When a book is set in a real place, or depicts real events and people, there is always a tightrope that must be delicately trod. There is a deep sense of responsibility to get every detail right - or else the wrath of a reader - who swears your two block walk to the ocean really takes four blocks and that ruined the whole book for her - may fall upon you. Of course, I feel that onus in my fictional locales as well. Much planning is required to convince a reader your setting is real, and even more detail for them to imagine it from scratch.

But I don't ever want the reader to feel as though they've peeked into my life. I've got a friend who constantly lobbies to be used as a character in my books. That is NEVER going to happen. Oh, he'd make a terrific character, don't get me wrong. But his larger-than-life personality would be too tempting to inflate into a caricature, and I'm quite positive hurt feelings would ensue. All the book sales in the world aren't worth that happening.

On the other side of the coin, I'm currently writing a book about a wedding planner. Yes, I've got years of experience under my belt, and I've worked in a few vignettes. The difference (and what I hope will protect me from any threat of litigation) is that I don't believe they are singular experiences. Yes, the high maintenance mother of the bride complained the size of the meat at the reception was different than what she had at the tasting three months earlier. I worked it into a funny scene. But I'm willing to bet there are fifty caterers out there who've harbored this same complaint. The point being that it isn't just my real life on display; rather, reality in general.

And I encourage everyone to read Commencement!


  1. Great post, Christi. I love feeling like I'm there, but it is important to keep things true. I remember reading a book where the author kept referring to Indiana University as the University of Indiana. It was an okay book, but that repetitive error is what I remember best about it. Figures, huh?

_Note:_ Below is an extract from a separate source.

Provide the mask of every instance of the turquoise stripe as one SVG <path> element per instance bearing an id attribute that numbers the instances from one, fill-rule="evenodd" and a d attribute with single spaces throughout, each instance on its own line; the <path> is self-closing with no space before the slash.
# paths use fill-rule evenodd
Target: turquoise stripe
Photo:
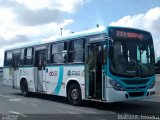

  2. I think one of the skills of being a really good writer is the ability to take a true situation, dramatize it, and tweak it so it reads as good fiction.

  3. they complained about the size of the meat? Thank God you put that in the book - might help some over-worked MOB get a grip. :)

    Great post...I struggle with the too-real/not-real-enough quandry, too.

  4. I may pick a quirk or two from people I know, then I change everything else about the character so it doesn't sound like anyone in that can be pinpointed.

  5. I have a sign in my office that says "Be careful or you'll wind up in my novel."I have kernels of truth buried in my stories--only the guilty will know. LOL!